Forum Discussion
AI‑102 certification page shows deprecated learning paths without clear guidance
Hi everyone, I’m preparing for the Azure AI Engineer Associate (AI‑102) certification and noticed some usability confusion on the official certification page. Under “Prepare for the exam”, several learning paths are marked as “deprecated”, but there’s no clear explanation of what has changed, which learning path should now be followed, or how this maps to the current exam structure. For new learners, this makes it difficult to know which content is recommended versus legacy. Additionally, the certification landing page itself doesn’t appear to provide a visible feedback mechanism, which makes reporting this kind of UX issue challenging. It would help a lot if the page included a short explanation, a before/after timeline, or grouped deprecated content under a clearly labeled “Legacy” section. Sharing this in the spirit of constructive feedback to help improve the learning experience. Thanks.
2 Replies
- Julian_SharpLearn Expert
Those modules are still the correct ones for the AI-102 exam, nothing has changed in those modules and they map to the AI-102 exam structure.
They have been marked as deprecated because the AI-102 exam and certification are being retired at the end of June and replaced by the AI-103 exam. When the AI-102 exam is retired, I expected the deprecated modules to be removed.

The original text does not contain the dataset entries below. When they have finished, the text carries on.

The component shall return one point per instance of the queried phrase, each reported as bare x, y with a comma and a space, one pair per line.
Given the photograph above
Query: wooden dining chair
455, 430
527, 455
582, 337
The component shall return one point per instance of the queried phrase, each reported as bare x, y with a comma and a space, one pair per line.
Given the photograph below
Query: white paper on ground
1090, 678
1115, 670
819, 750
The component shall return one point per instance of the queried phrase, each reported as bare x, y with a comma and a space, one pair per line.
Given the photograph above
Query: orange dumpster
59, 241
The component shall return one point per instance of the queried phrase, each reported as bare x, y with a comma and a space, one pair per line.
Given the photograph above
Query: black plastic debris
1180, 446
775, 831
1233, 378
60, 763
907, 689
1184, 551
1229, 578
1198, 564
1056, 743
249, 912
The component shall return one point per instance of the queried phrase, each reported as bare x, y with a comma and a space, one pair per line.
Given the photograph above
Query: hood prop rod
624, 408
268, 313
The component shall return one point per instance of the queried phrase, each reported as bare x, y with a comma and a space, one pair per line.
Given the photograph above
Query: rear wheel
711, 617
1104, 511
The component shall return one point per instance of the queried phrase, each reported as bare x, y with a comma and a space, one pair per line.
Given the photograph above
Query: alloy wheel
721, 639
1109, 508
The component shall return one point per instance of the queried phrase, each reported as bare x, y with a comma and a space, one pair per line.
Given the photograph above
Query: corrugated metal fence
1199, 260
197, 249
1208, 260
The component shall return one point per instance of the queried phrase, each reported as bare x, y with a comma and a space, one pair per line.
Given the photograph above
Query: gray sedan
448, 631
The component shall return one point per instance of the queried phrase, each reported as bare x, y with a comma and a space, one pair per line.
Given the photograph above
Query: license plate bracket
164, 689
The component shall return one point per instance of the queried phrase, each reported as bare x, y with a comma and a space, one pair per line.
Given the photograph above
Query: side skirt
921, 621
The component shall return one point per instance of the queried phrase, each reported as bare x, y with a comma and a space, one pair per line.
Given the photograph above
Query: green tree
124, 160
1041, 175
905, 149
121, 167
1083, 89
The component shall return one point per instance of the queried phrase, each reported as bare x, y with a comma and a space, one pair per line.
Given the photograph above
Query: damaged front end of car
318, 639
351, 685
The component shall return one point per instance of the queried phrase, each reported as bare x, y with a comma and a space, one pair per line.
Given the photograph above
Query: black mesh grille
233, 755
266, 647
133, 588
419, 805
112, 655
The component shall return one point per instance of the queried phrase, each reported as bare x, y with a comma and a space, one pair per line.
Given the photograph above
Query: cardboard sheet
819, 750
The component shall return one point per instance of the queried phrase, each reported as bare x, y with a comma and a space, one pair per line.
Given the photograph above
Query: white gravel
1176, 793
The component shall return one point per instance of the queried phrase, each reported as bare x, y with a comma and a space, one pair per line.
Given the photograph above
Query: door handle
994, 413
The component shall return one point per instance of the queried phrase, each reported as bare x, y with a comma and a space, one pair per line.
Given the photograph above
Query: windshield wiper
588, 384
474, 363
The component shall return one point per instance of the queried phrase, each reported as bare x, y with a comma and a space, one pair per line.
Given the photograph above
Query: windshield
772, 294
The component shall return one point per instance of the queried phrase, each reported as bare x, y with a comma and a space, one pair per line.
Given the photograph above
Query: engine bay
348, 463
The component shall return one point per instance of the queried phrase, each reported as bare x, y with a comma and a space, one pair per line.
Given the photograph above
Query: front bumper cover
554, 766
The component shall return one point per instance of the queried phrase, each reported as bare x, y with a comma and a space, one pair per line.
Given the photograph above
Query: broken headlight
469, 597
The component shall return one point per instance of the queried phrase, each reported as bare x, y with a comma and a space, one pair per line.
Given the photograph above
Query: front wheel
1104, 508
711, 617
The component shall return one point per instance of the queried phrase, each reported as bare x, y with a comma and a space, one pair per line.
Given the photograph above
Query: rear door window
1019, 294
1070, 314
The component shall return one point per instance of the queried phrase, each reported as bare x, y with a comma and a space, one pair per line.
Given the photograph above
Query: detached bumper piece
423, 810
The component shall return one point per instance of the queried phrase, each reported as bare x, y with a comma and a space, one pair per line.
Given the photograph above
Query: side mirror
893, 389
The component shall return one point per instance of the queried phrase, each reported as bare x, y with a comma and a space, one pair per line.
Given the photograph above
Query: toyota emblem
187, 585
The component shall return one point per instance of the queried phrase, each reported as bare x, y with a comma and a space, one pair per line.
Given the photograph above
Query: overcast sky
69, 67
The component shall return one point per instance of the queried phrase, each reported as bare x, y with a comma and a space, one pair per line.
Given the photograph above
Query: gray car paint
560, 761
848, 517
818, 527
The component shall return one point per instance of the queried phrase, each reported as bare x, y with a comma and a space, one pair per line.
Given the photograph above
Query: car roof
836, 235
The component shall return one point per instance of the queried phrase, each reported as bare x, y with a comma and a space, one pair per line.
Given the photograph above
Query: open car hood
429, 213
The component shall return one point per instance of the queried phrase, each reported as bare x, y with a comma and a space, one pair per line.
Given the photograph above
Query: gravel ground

For more information on the retirement see The AI job boom is here. Are you ready to showcase your skills? | Microsoft Community Hub
hi Syed_2026 Thanks for raising this that’s actually very valid feedback.
The “deprecated” labels on some AI-102 learning paths can definitely create confusion, especially for people preparing for the exam for the first time. Right now, the certification page doesn’t clearly explain:
what content has been replaced,
which modules are still relevant for the current exam,
or what the recommended learning sequence should be.
A clearer transition guide (for example “deprecated → replaced by”) or a dedicated “Legacy Content” section would make the experience much easier to navigate.
Microsoft Learn content evolves quickly with Azure AI changes, but the certification pages don’t always provide enough context around those updates. For learners trying to align study plans with the current exam objectives, that ambiguity can be frustrating.
You also make a good point about the lack of a visible feedback mechanism directly on the certification landing page. Having an easy “Report content issue / UX feedback” option there would help surface these kinds of improvements much faster.
Constructive feedback like this is useful, and hopefully the Learn/certification team takes it into account.